When the Locavore drove up to pick up my box, all the plants at the farm that had been under cover were suddenly almost a foot tall. So what to do with all this bounty? First, an arugula pesto made with some of last week's wild arugula, tossed over homemade fettuccine. Then added: sautéed peas and broccoli with strips of prosciutto and topped all of it with Parmesan. Delicious!
The beans inspired a Salad Nicoise with some of the beautiful lettuce, a couple radishes, basil from the garden, local eggs, and lots more goodies.
Then, the rest of the broccoli, tossed in olive oil, lemon juice, garlic, steamed for a few minutes and roasted to go with grilled steak.
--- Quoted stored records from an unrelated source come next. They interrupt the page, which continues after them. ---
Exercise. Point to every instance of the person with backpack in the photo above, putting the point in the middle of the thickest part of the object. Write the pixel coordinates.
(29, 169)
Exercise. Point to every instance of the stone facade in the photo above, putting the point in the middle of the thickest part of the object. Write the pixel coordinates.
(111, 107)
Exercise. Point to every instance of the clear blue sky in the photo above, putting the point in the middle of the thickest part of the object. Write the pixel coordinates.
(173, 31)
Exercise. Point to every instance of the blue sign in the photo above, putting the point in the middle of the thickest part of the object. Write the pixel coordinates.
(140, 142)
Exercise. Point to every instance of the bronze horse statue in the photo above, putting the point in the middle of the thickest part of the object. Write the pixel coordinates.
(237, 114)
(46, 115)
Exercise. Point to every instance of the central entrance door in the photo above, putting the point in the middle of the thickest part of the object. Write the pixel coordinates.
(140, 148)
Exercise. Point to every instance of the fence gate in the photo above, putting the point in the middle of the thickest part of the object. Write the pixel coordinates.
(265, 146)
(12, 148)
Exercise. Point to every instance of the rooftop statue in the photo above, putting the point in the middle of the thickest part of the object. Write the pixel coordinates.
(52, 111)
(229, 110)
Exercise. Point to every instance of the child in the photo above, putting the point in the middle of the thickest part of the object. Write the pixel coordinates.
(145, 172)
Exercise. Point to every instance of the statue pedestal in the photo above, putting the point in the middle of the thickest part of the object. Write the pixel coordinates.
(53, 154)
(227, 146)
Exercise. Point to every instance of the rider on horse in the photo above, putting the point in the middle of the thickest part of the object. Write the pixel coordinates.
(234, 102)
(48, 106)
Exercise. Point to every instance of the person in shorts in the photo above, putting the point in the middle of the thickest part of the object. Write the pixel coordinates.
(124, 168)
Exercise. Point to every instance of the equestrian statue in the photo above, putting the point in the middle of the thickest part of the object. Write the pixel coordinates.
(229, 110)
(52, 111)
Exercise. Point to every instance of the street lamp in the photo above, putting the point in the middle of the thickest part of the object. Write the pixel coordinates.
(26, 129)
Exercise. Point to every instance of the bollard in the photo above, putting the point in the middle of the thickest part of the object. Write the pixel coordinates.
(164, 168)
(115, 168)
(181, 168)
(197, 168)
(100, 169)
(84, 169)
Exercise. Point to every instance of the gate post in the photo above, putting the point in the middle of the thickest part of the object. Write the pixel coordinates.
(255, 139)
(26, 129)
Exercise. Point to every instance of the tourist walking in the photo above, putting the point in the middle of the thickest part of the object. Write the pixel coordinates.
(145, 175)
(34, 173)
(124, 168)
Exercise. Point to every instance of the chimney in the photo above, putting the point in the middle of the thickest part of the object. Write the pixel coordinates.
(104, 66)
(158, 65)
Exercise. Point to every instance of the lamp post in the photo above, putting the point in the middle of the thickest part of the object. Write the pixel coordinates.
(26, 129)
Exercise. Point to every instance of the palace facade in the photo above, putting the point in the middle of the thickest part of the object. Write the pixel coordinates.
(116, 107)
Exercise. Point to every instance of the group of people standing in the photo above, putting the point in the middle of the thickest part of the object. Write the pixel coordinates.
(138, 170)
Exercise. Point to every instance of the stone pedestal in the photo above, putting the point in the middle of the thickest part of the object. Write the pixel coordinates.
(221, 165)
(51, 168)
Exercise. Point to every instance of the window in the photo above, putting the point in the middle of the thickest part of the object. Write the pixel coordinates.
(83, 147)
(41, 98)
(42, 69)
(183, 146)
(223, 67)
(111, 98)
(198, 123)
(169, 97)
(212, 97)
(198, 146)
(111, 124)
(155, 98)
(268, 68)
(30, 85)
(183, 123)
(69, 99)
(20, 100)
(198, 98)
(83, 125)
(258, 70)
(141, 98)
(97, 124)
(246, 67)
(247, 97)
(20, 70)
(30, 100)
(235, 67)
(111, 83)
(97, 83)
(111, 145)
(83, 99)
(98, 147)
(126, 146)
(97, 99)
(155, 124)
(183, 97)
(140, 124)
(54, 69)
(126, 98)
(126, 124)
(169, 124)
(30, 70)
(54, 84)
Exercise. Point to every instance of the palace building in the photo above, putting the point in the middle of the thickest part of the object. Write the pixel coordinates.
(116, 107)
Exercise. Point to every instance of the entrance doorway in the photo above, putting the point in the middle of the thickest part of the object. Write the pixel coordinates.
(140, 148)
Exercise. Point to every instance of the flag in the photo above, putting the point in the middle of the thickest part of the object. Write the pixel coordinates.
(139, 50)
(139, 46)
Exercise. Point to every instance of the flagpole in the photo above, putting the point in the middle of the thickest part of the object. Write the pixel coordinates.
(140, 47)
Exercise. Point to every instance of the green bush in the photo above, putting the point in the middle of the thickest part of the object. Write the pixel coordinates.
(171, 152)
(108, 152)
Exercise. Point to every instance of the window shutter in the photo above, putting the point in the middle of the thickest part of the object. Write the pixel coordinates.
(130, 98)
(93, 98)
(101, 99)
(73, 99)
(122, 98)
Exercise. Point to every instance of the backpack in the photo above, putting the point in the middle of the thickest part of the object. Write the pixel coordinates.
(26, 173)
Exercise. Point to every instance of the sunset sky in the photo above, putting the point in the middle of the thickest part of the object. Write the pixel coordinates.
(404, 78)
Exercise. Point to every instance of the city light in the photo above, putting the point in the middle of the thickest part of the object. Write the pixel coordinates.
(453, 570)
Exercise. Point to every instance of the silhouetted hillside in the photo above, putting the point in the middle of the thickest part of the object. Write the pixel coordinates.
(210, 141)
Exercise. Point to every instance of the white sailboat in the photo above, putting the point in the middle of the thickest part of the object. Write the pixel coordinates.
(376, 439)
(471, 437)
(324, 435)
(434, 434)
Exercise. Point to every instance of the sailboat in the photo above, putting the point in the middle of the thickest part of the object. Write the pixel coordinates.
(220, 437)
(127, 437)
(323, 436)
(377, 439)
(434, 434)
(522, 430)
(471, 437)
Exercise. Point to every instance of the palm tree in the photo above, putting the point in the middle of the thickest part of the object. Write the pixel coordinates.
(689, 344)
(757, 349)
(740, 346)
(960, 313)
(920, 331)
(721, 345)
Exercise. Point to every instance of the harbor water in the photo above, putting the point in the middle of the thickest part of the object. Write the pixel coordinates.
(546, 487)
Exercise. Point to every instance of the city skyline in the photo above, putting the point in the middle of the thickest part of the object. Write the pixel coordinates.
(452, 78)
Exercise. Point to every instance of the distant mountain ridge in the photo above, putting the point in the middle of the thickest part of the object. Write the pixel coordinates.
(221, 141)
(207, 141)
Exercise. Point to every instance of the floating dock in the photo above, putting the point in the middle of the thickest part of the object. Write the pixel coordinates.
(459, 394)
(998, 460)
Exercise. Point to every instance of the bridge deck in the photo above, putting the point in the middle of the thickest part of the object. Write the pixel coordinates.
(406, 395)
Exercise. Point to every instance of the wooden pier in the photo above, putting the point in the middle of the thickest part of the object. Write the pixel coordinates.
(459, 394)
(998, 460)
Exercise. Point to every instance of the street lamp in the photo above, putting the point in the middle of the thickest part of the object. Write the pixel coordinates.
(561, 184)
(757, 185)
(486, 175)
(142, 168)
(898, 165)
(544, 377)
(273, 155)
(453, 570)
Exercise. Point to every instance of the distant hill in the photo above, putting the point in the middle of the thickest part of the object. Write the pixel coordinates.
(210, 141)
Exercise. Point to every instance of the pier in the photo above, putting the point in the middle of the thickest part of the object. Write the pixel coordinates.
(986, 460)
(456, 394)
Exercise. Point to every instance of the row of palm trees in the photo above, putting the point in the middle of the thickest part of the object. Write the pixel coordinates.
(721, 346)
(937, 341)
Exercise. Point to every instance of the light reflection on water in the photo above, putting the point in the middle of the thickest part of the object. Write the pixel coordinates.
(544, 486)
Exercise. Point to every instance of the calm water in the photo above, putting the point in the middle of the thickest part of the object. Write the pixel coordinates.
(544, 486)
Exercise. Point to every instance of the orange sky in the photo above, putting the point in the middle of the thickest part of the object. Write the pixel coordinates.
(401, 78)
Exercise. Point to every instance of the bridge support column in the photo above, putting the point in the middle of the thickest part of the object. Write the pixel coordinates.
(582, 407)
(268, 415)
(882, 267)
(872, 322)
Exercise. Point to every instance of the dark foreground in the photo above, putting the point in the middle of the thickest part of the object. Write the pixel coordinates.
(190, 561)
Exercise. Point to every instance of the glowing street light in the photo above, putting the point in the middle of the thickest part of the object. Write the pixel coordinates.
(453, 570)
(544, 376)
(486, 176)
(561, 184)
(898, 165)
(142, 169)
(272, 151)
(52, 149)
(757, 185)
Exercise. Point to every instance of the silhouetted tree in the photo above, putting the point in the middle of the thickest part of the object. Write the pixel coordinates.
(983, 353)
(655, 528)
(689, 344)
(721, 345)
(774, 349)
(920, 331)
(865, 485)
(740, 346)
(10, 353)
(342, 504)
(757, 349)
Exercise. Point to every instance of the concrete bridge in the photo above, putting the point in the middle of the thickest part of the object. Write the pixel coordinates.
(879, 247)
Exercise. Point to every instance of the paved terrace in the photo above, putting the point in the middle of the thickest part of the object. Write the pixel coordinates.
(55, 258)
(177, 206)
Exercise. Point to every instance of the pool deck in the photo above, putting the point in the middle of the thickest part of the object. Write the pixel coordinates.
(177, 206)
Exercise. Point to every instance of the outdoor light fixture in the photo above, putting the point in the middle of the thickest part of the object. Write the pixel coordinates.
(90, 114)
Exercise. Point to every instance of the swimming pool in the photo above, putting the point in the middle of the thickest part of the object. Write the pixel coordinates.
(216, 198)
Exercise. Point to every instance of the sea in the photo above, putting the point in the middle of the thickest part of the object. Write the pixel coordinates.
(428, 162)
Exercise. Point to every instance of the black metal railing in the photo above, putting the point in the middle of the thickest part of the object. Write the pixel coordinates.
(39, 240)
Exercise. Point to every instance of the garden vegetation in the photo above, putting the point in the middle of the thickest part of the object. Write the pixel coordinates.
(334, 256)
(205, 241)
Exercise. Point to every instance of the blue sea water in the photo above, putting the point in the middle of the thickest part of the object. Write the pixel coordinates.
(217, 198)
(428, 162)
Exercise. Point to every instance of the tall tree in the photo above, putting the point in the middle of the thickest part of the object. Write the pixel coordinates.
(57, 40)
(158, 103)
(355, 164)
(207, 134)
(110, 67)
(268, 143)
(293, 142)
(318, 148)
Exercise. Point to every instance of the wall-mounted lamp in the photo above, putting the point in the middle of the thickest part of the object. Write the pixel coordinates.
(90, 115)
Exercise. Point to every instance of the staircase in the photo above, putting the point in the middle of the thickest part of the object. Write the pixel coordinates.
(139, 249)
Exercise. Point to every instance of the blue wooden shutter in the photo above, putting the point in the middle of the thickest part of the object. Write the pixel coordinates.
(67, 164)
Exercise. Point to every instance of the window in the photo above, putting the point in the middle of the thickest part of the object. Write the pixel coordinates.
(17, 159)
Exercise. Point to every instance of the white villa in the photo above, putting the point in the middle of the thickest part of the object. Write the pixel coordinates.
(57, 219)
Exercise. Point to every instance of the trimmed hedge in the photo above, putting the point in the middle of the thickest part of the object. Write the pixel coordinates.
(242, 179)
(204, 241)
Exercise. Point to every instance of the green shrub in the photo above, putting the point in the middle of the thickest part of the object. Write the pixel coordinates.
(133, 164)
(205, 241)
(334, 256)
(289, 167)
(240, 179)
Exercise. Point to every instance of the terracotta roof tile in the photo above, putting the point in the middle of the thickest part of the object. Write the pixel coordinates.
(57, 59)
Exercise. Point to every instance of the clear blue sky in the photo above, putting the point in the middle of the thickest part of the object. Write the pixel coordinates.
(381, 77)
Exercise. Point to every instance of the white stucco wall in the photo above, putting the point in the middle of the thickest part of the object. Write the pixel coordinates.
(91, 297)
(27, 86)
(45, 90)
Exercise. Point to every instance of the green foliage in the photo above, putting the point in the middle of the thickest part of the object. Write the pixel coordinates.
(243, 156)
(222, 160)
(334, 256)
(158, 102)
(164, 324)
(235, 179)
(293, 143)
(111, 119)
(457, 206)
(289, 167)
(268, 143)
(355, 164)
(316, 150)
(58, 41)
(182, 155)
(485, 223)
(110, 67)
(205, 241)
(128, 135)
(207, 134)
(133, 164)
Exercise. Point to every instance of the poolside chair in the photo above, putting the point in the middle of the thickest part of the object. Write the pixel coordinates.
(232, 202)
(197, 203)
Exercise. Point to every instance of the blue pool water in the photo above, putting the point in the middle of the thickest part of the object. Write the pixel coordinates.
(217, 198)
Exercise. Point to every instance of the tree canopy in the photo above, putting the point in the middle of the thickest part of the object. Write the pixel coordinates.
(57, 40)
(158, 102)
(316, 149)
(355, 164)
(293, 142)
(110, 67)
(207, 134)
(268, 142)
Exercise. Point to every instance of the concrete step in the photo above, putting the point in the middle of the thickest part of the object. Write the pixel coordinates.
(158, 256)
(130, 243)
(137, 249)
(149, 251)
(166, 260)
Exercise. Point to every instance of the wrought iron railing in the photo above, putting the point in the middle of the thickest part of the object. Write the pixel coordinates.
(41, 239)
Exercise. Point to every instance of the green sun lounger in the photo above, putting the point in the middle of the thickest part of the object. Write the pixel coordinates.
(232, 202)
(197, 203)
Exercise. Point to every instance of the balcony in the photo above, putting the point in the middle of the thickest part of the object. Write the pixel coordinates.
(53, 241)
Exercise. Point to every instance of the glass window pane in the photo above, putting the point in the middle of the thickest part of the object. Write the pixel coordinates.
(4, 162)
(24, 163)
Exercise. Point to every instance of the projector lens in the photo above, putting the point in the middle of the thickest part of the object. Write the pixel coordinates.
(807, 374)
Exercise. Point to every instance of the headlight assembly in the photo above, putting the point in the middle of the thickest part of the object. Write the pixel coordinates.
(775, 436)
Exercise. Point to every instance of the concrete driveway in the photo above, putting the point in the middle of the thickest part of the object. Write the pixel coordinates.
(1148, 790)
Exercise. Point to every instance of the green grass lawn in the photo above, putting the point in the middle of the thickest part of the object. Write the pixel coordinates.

Great broccoli!
Later in the week, the peas were quickly sautéed in olive oil with toasted cumin seeds, cayenne and a splash of lemon juice to go with an Indian salmon in mustard sauce.And for a home-alone locavore, braised turnip greens were used as a bed for a pan- seared lamb chop, fragrant with the rosemary and a little garlic.
The Accidental Locavore has been feeling a little guilty about the massive amount of plastic bags used for storing all these great greens and has been trying to re-use them when possible. Recently I was checking out alternative storage solutions, which seem to be limited and still mostly plastic. Any kind of hard containers (plastic or glass) take up way to much (already limited) refrigerator space. And just dumping greens in the crisper drawer doesn’t work because they go limp way too quickly.
Any good ideas for storing produce out there?